Friday, May 28, 2004

Pro Noggins Prognosticate

Reader "Bret" provides an extended and insightful reply to my post immediately below (which was in turn a reply to him). Since he's threatening to start his own blog, I'll make this my last direct front-page response. But his points are so well-stated and the comments threads are so obscure, that I think it merits a direct response.

First, he notes that a "bellwether" needs to be predictive, not reactive, and thus finds fault with my definition of Tradesports as a "bellwether." It is important to bear in mind when considering polls or bets or what-have-you, that such indicators represent the state of things at present, and are not explicit predictions of the future. As someone trying to make a forecast, polls or futures prices are useful as a basis of present information upon which to build a prediction.

I don't mean to impute this view to "Bret", but I have often heard the complaint that "such-and-such a poll indicated that Candidate X would win, but instead he lost." This can certainly be frustrating, but it need never be attributable to a flaw in the poll. The poll allegedly represents the outcome of an hypothetical election held at the time of the poll - NOT an election held at any specified future date. The measure of a poll's worth is not whether it accurately captures the final result of an election, but whether it accurately describes the present intentions of the electorate. It's always possible for 30% of persons to change their mind overnight. Should such a thing happen, you would expect a poll, even one conducted a day before the election to be wildly off-the-mark. If, on Nov. 4th, 30% of the electorate was leaning towards Bush, then on Nov. 5th, that 30% changed their minds and voted Kerry, a poll which anticipated the swing would misrepresent the nation polled before the election.

So, it would be unwise to take any given poll as an prediction that a candidate will win. It can only indicate that one candidate is leading, and the other trailing. "Bret" points out that Tradesports, after Iowa, saw a crash in Dean's "share-price." Since this plunge was a reaction to Dean's defeat in Iowa, rather than an anticipation of it, he finds "As a bellwether, it seems pretty ineffective." But bear in mind, there is not yet a nominee for the Democratic Presidential candidate! We're still months away from the actual nomination, but the odds on Kerry are effectively 100, and the odds on Dean effectively 0. So, as an indicator, it's actually doing well! Of course, an idiot could do so well. My point is NOT that the market is any more prescient than any given individual. My point is that the market cautiously but rapidly prices in ALL relevant criteria and thus anticipates the consensus prediction NOT the final outcome.

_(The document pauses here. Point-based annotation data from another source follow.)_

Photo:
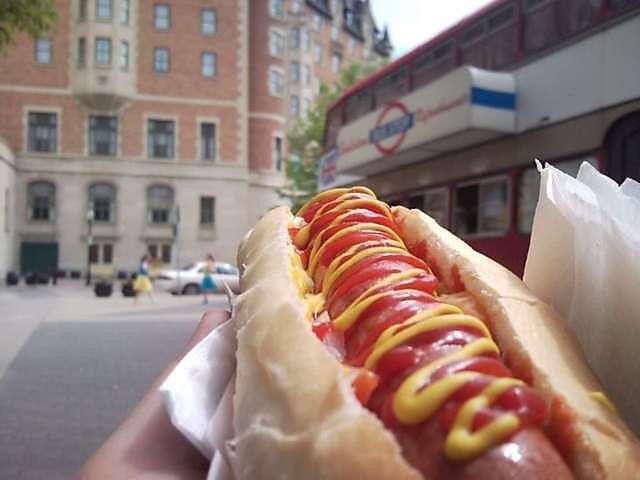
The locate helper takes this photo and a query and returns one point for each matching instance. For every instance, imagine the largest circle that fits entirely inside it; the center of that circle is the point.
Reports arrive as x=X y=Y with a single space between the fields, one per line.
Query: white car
x=188 y=279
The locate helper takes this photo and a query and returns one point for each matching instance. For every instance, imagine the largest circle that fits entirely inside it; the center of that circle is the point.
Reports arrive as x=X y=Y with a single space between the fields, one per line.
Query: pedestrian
x=142 y=283
x=207 y=283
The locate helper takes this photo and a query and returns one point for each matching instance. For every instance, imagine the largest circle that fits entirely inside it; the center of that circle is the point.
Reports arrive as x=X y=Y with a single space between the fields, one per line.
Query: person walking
x=207 y=283
x=142 y=283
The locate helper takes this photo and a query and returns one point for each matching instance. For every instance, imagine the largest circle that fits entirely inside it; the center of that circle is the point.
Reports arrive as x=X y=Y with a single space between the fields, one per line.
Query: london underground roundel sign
x=391 y=128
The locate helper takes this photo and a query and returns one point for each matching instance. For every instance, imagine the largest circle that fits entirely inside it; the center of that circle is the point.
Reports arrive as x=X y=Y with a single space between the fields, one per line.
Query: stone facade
x=119 y=76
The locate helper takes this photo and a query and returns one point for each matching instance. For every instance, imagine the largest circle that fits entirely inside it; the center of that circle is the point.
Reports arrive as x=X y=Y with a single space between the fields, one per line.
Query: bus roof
x=409 y=56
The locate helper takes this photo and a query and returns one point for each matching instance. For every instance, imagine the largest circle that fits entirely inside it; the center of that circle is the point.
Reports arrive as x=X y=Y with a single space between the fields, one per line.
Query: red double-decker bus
x=453 y=126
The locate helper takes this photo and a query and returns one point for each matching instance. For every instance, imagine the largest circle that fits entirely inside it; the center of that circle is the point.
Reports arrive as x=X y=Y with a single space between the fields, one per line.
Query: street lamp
x=174 y=220
x=90 y=217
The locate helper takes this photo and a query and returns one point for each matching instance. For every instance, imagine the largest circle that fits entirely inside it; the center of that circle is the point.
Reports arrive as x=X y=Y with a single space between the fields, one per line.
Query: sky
x=412 y=22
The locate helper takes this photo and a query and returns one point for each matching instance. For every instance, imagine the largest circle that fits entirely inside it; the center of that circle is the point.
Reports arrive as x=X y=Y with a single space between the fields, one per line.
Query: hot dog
x=375 y=344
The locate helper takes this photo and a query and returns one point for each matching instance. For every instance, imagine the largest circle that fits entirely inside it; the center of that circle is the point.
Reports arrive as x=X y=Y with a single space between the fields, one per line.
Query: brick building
x=132 y=110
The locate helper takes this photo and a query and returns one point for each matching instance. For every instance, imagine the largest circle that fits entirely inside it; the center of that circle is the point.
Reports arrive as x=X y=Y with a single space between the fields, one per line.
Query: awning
x=465 y=107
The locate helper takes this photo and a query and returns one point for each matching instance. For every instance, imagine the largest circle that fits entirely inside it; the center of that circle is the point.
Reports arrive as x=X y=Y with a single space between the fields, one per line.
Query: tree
x=33 y=17
x=306 y=135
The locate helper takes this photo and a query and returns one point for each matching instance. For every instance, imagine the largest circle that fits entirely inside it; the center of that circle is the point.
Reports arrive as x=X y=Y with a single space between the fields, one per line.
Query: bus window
x=433 y=63
x=357 y=105
x=541 y=25
x=580 y=14
x=392 y=86
x=491 y=42
x=334 y=122
x=433 y=202
x=482 y=207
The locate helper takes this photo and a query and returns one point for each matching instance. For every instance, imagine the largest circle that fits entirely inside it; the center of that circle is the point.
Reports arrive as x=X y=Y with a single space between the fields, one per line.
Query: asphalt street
x=72 y=366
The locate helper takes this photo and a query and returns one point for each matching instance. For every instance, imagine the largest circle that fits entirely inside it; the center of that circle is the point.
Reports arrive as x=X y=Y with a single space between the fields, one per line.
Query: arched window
x=41 y=201
x=102 y=200
x=159 y=203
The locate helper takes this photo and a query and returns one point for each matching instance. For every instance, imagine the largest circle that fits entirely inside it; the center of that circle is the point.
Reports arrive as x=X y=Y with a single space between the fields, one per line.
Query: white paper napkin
x=584 y=259
x=198 y=396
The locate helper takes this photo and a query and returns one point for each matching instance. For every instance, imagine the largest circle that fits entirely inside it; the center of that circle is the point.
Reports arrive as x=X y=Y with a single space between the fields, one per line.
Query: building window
x=165 y=253
x=294 y=38
x=317 y=22
x=435 y=203
x=107 y=253
x=306 y=40
x=82 y=10
x=208 y=21
x=207 y=141
x=125 y=8
x=102 y=200
x=294 y=71
x=159 y=203
x=278 y=154
x=161 y=59
x=276 y=8
x=43 y=132
x=276 y=44
x=161 y=138
x=276 y=83
x=335 y=32
x=103 y=51
x=43 y=51
x=207 y=211
x=481 y=207
x=209 y=64
x=336 y=62
x=41 y=199
x=103 y=9
x=82 y=52
x=124 y=55
x=162 y=249
x=161 y=16
x=294 y=105
x=306 y=74
x=103 y=135
x=93 y=253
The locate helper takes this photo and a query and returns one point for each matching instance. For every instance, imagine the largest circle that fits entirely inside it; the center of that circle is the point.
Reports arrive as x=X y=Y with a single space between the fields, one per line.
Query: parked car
x=188 y=280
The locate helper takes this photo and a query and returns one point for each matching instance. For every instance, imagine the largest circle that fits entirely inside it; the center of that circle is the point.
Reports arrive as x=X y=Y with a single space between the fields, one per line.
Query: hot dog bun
x=295 y=415
x=537 y=345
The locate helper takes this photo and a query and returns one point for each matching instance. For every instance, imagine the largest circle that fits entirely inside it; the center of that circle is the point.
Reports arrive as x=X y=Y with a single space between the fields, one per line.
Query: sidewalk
x=23 y=308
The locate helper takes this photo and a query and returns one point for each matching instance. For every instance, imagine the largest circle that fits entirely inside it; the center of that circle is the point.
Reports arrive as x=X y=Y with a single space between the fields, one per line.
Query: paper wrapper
x=584 y=259
x=198 y=396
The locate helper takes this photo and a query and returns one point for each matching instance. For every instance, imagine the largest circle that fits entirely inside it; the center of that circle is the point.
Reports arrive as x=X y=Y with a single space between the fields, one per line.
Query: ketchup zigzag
x=424 y=358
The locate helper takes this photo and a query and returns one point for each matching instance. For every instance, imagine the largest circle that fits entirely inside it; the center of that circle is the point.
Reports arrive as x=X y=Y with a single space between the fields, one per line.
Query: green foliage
x=33 y=17
x=306 y=135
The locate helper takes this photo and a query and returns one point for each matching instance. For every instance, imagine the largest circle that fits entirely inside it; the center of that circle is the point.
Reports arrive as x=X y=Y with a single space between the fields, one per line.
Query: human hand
x=146 y=444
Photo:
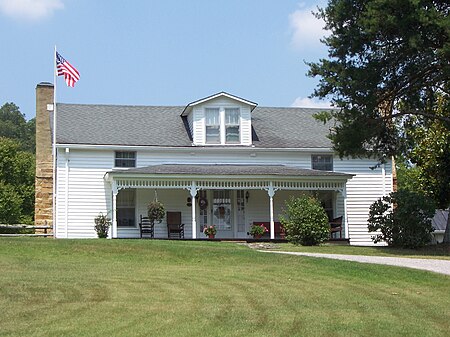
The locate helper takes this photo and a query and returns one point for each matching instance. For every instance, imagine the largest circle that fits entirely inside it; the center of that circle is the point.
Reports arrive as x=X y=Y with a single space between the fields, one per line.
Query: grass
x=430 y=252
x=169 y=288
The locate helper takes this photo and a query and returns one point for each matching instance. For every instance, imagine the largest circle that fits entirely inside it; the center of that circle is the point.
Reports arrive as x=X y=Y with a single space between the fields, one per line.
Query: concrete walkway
x=437 y=266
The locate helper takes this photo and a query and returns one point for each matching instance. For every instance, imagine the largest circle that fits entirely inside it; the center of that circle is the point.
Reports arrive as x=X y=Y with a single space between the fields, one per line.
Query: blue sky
x=160 y=52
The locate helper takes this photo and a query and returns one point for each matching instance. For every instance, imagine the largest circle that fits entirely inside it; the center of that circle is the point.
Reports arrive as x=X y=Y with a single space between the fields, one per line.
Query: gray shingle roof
x=163 y=126
x=218 y=170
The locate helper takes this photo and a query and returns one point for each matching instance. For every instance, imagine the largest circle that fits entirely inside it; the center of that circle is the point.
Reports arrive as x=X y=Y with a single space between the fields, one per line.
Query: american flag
x=71 y=75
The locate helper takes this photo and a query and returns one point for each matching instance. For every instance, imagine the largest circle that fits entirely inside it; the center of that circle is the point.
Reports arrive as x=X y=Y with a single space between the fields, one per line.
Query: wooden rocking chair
x=336 y=227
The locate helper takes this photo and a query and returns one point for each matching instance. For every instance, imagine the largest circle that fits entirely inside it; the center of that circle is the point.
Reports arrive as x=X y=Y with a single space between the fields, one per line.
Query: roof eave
x=189 y=107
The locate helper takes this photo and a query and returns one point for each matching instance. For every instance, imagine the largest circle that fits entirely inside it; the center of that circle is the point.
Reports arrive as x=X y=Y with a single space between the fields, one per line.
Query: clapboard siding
x=88 y=194
x=362 y=190
x=246 y=126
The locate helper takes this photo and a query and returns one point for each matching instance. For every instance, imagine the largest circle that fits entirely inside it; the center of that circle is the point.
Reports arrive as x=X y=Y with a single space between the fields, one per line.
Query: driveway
x=437 y=266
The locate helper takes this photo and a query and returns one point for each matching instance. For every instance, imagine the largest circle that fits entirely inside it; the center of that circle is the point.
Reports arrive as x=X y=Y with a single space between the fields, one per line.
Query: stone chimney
x=43 y=207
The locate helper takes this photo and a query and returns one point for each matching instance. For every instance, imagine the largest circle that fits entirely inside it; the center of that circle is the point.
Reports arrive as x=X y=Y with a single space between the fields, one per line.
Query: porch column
x=343 y=191
x=193 y=190
x=113 y=232
x=271 y=192
x=344 y=194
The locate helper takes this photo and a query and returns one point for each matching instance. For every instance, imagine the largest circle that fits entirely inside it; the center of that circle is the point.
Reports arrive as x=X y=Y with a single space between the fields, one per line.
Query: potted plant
x=102 y=224
x=257 y=231
x=210 y=231
x=156 y=211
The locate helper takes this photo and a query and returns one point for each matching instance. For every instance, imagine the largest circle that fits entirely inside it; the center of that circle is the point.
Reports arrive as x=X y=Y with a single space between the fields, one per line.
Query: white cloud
x=30 y=9
x=310 y=103
x=307 y=30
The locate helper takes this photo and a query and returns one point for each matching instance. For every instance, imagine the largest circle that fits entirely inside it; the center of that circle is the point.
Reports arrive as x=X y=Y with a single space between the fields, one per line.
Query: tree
x=406 y=225
x=387 y=59
x=17 y=170
x=389 y=77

By contrast, any given poll only constitutes ONE criterion. If a series of polls alternate between a Bush lead and a Kerry lead, then a cautious trader would hold onto the Bush stock because the advantage of incumbency would give Bush a slight edge (hence, most of the swing states trading just above 50). If a drop appears to be temporary, then there's a speculative incentive to buy up the plummeting shares on the anticipation that they can be sold on their way back up. Thus, a stock price won't crater unless the complete odds are starting to move decisively.

"Bret" then writes:

What I am curious about is whether this market of limited (and I was speculating, non-uniform "gamblers") might be favoring Bush in an inefficient way that we could take advantage of, i.e. the market doesn't trust Zogby, because he's considered too liberal, but actually he's a leading indicator, and other polls will catch up to him and then tradesports will be incorporate this knowledge later.

Now, this is certainly possible. Zogby is considered liberal, and his polls tend to skew ludicrously leftwards (Bush down by five IN NEVADA?!?!?!) And of course it's possible that Zogby will be right. But Zogby is a pollster, and if you've read his forecast you find that he limits the universe of data he draws upon to his own poll results. What's more, he makes the prediction on May 10, MONTHS before the election. Presumably, the "bungee jump" isn't much of a dare if he can change his forecast in September. So, Zogby has arbitrarily limited the input of his forecast. By way of contrast, Tradesports remains free to incorporate Zogby's prediction, Zogby's polls, and the far more ambivalent polls of groups like the ARG, SurveyUSA, and Rasmussen, and to factor in a conservative "incumbency bias." This means that Tradesports is an "indicator" because it is reflective, not because it is predictive.

So, as a prognosticator myself, Tradesports makes a nice fact-checker. If a state drops below 50% on the market, that indicates a high likelihood that the state is presently strongly pro-Kerry. A present state of strong pro-Kerry-hood is the best indicator available of the future electoral outcome.

It pays to watch the Tradesports prices not because they anticipate the election to come, but because they reflect most conservatively the current state of affairs. Since the current state of affairs is the best indicator of the final outcome, Tradesports is indeed (possibly) the best indicator available.